Last night I finished Barry Schwartz‘s The Paradox of Choice: Why More is Less, the final book in my informal study of positive psychology and the science and economics of happiness. The other books I read were:
- Stumbling on Happiness by Daniel Gilbert
- Authentic Happiness: Using the New Positive Psychology to Realize Your Potential for Lasting Fulfillment by Martin E. P. Seligman
- The Happiness Hypothesis: Finding Modern Truth in Ancient Wisdom by Jonathan Haidt
- The How of Happiness: A Scientific Approach to Getting the Life You Want by Sonja Lyubomirsky
And the ones I intend to read later this year on this topic are:
- Happiness: Lessons from a New Science by Richard Layard
- The Joy of Living: Unlocking the Secret and Science of Happiness by Yongey Rinpoche Mingyur
Anyway, I enjoy reading many books in one subject area to really learn a lot from different sources. What’s great about this is that each book in the subject area gets easier to read as you become more familiar with the terms specific to that topic. But along with that comes the feeling that every book is kind of the same!
I’d say that while The Paradox of Choice does mention research done by Martin E. P. Seligman (Authentic Happiness), Sonja Lyubomirsky (The How of Happiness) and Robert H. Frank (The Economic Naturalist and Choosing the Right Pond), this book is most like Daniel Gilbert‘s Stumbling on Happiness.
I really enjoyed Stumbling on Happiness, more than The Paradox of Choice, though I suspect that may simply be because of the order in which I read them; thus The Paradox of Choice no longer seems fresh or innovative.
I also suspect that the reason I was not overly impressed by The Paradox of Choice is because this book was published in 2004 and now in 2008, many of the findings in this book are commonly accepted and well known.

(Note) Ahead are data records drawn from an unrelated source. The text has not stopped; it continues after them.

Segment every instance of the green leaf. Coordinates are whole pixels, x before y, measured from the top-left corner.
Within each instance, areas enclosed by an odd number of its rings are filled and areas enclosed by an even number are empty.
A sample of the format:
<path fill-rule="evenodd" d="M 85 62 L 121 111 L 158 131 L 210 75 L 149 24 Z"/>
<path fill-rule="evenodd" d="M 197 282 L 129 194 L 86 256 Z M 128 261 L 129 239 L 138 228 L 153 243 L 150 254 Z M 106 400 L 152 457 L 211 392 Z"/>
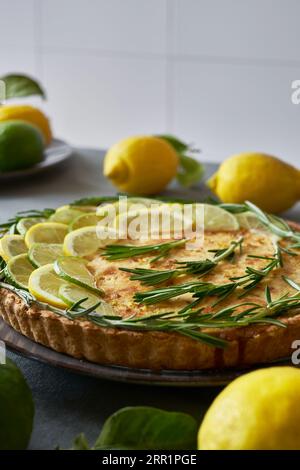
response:
<path fill-rule="evenodd" d="M 168 144 L 170 144 L 174 150 L 176 150 L 177 153 L 183 153 L 189 150 L 189 144 L 186 144 L 182 140 L 177 139 L 177 137 L 174 137 L 173 135 L 157 135 L 159 139 L 163 139 Z"/>
<path fill-rule="evenodd" d="M 104 423 L 95 449 L 196 449 L 196 420 L 146 406 L 122 408 Z"/>
<path fill-rule="evenodd" d="M 46 98 L 46 93 L 41 85 L 33 78 L 26 75 L 5 75 L 0 77 L 5 83 L 6 99 L 39 95 Z"/>
<path fill-rule="evenodd" d="M 196 150 L 192 149 L 189 144 L 177 139 L 177 137 L 174 137 L 173 135 L 158 135 L 157 137 L 168 142 L 178 153 L 179 172 L 176 178 L 179 184 L 188 188 L 189 186 L 198 183 L 204 174 L 203 166 L 194 158 L 186 155 L 186 152 L 195 152 Z"/>
<path fill-rule="evenodd" d="M 201 180 L 204 169 L 200 162 L 187 155 L 179 155 L 179 163 L 180 169 L 176 178 L 182 186 L 187 188 Z"/>

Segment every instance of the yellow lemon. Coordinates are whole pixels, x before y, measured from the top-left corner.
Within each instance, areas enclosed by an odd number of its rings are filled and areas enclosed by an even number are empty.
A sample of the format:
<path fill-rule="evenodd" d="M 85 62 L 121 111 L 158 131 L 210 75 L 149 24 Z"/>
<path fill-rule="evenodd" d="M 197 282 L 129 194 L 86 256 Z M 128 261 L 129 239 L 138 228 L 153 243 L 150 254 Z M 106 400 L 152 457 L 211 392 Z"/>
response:
<path fill-rule="evenodd" d="M 0 106 L 0 122 L 13 119 L 33 124 L 42 133 L 45 145 L 50 144 L 52 140 L 51 127 L 48 118 L 42 111 L 29 105 L 7 104 Z"/>
<path fill-rule="evenodd" d="M 233 155 L 207 184 L 223 202 L 248 200 L 271 213 L 287 210 L 300 199 L 299 170 L 263 153 Z"/>
<path fill-rule="evenodd" d="M 201 450 L 300 450 L 300 370 L 270 367 L 231 382 L 198 433 Z"/>
<path fill-rule="evenodd" d="M 129 137 L 105 155 L 104 175 L 121 191 L 156 194 L 174 178 L 178 164 L 178 155 L 168 142 L 152 136 Z"/>

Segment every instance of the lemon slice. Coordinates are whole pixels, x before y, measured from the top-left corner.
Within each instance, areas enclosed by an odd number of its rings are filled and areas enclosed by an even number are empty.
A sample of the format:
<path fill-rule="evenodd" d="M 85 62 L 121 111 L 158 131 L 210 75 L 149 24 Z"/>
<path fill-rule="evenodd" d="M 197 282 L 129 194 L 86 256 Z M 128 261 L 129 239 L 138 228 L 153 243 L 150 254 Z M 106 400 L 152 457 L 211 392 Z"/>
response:
<path fill-rule="evenodd" d="M 28 288 L 28 281 L 34 267 L 30 263 L 27 254 L 11 258 L 5 266 L 5 275 L 16 287 Z"/>
<path fill-rule="evenodd" d="M 36 268 L 45 264 L 54 263 L 54 261 L 62 256 L 63 245 L 59 243 L 34 243 L 31 245 L 28 257 Z"/>
<path fill-rule="evenodd" d="M 99 216 L 106 216 L 108 214 L 108 211 L 114 211 L 115 215 L 121 214 L 123 212 L 128 212 L 130 210 L 134 209 L 147 209 L 150 208 L 152 204 L 155 204 L 156 206 L 162 204 L 162 201 L 159 201 L 157 199 L 151 199 L 151 198 L 143 198 L 143 197 L 130 197 L 127 198 L 126 200 L 119 199 L 118 201 L 115 202 L 108 202 L 106 204 L 102 204 L 101 206 L 97 207 L 97 215 Z M 134 207 L 136 206 L 136 207 Z"/>
<path fill-rule="evenodd" d="M 95 285 L 94 278 L 87 268 L 87 261 L 74 256 L 61 256 L 54 263 L 54 271 L 65 281 L 84 287 L 96 294 L 103 294 Z"/>
<path fill-rule="evenodd" d="M 0 239 L 0 256 L 8 262 L 11 258 L 27 252 L 24 238 L 21 235 L 4 235 Z"/>
<path fill-rule="evenodd" d="M 39 224 L 41 222 L 46 222 L 46 220 L 47 219 L 44 217 L 25 217 L 24 219 L 19 220 L 17 223 L 17 230 L 20 235 L 24 236 L 30 227 L 33 227 L 33 225 Z"/>
<path fill-rule="evenodd" d="M 79 215 L 82 215 L 82 212 L 71 207 L 66 207 L 56 210 L 55 213 L 50 216 L 49 220 L 51 220 L 51 222 L 68 225 Z"/>
<path fill-rule="evenodd" d="M 70 223 L 69 230 L 71 232 L 72 230 L 77 230 L 82 227 L 96 226 L 100 220 L 102 220 L 102 217 L 97 214 L 81 214 Z"/>
<path fill-rule="evenodd" d="M 266 231 L 266 227 L 264 224 L 260 222 L 253 212 L 241 212 L 240 214 L 235 215 L 241 228 L 245 228 L 247 230 L 264 230 Z"/>
<path fill-rule="evenodd" d="M 85 298 L 87 298 L 87 300 L 81 304 L 84 308 L 93 307 L 93 305 L 96 305 L 101 300 L 87 289 L 74 284 L 62 285 L 59 289 L 59 295 L 61 299 L 69 305 L 69 307 L 72 307 L 74 303 Z M 95 312 L 101 313 L 102 315 L 114 315 L 112 306 L 103 300 L 101 300 L 101 304 L 95 309 Z"/>
<path fill-rule="evenodd" d="M 239 229 L 239 222 L 235 215 L 213 204 L 204 206 L 204 229 L 212 232 L 218 230 L 233 231 Z"/>
<path fill-rule="evenodd" d="M 64 240 L 64 254 L 66 256 L 89 256 L 100 248 L 113 243 L 116 239 L 114 230 L 108 230 L 111 236 L 101 235 L 101 227 L 82 227 L 68 233 Z"/>
<path fill-rule="evenodd" d="M 44 222 L 31 227 L 25 235 L 28 248 L 34 243 L 63 243 L 68 227 L 57 222 Z"/>
<path fill-rule="evenodd" d="M 53 269 L 53 264 L 46 264 L 35 269 L 29 277 L 29 292 L 41 302 L 65 309 L 68 305 L 60 298 L 59 289 L 65 282 Z"/>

For example, I’ve read many articles in the NYTimes in recent years about the idea that fewer choices lead to a boost in happiness though most people believe that more choices equals greater happiness (sometimes called the tyranny of choice):
- January 22, 2004 – “A Nation of Second Guesses” by Barry Schwartz
- December 7, 2004 – “With So Many Choices, No Wonder You Need Help” by Virginia Postrel
- January 26, 2006 – “Is Freedom Just Another Word for Many Things to Buy?” by Barry Schwartz, Hazel Rose Markus and Alana Connor Snibbe
- November 7, 2006 – “Mr. Bland Goes to Washington” by Barry Schwartz
- April 12, 2007 – “Unnatural Selections” by Barry Schwartz
- May 14, 2007 – “Web Videos Let Car Buyers Survey Their Many Choices” by Bob Tedeschi
- July 2, 2007 – “Money for Nothing” by Barry Schwartz
- September 24, 2007 – “TV Remote Moves Over for a Mouse” by David Carr
- February 26, 2008 – “The Advantages of Closing a Few Doors” by John Tierney
- April 17, 2008 – “To Cut or What? The World Butts In” by Anna Jane Grossman
Okay, well I didn’t realize that Schwartz himself wrote many of these NYTimes pieces…still that definitely explains why the material did not seem fresh to me. I felt the same way when I read Freakonomics: A Rogue Economist Explores the Hidden Side of Everything by Steven Levitt and Stephen Dubner, when I was consciously aware of having read many of the examples from the book in NYTimes articles by the authors.
Anyway, I don’t want to give you the impression that I didn’t like The Paradox of Choice. I did enjoy it, I just didn’t find it as exciting as many of the other books I’ve read lately on positive psychology and the psychology and economics of happiness.